Zahn, who has since left the USDA for an industry position, offers a harsh critique of the agency. He contends that USDA officials censor controversial research by forcing it through an extended approval process, prevent researchers from publicizing sensitive findings in scientific journals and at public meetings, and cooperate with industry groups to suppress research results that don’t meet those groups’ satisfaction. In particular, he says, the aforementioned directive represents “a choke hold on objective research” at the government agency.56

49 Author interview with James Zahn, January 2004. See also P. Beeman, “Ag Scientists Feel the Heat,” Des Moines Register, December 1, 2002.
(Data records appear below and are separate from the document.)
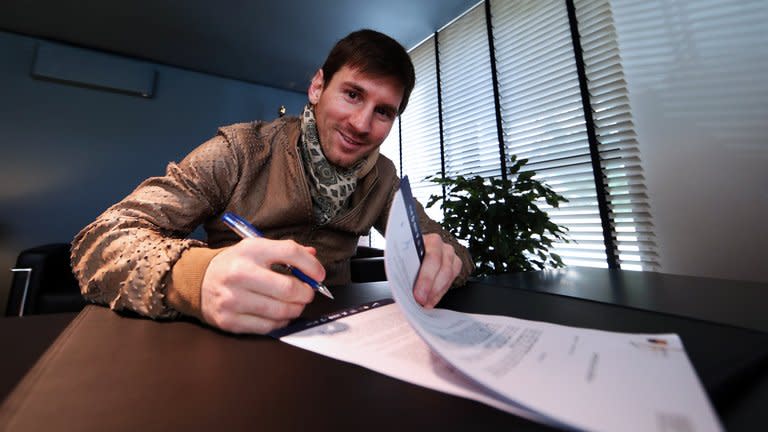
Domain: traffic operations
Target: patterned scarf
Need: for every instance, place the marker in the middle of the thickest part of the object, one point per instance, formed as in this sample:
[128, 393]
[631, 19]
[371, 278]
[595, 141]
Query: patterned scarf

50 B. Harder, “Antibiotics fed to animals drift in air,” Science News, July 5, 2003. (The article reports on Zahn’s research.)

51 Among these was his request to present a paper at an international joint meeting of the American Society for Agricultural Engineering and the 15th World Congress of CIGR (Commission Internationale du Genie Rural), Chicago, July 28-31, 2002.

52 J. Lee, “Neighbors of Vast Hog Farms Say Foul Air Endangers Their Health,” New York Times, May 11, 2003.

53 Author interview with James Zahn, January 2004.

54 “USDA Agricultural Research Service Swine Odor and Manure Management Research Unit,” USDA. Online at

55 “Lists of Sensitive Issues for ARS Manuscript Review and Approval by National Program Staff—February 2002 (revised),” USDA, February 2002. (See Appendix B.)

56 Author interview with James Zahn, January 2004.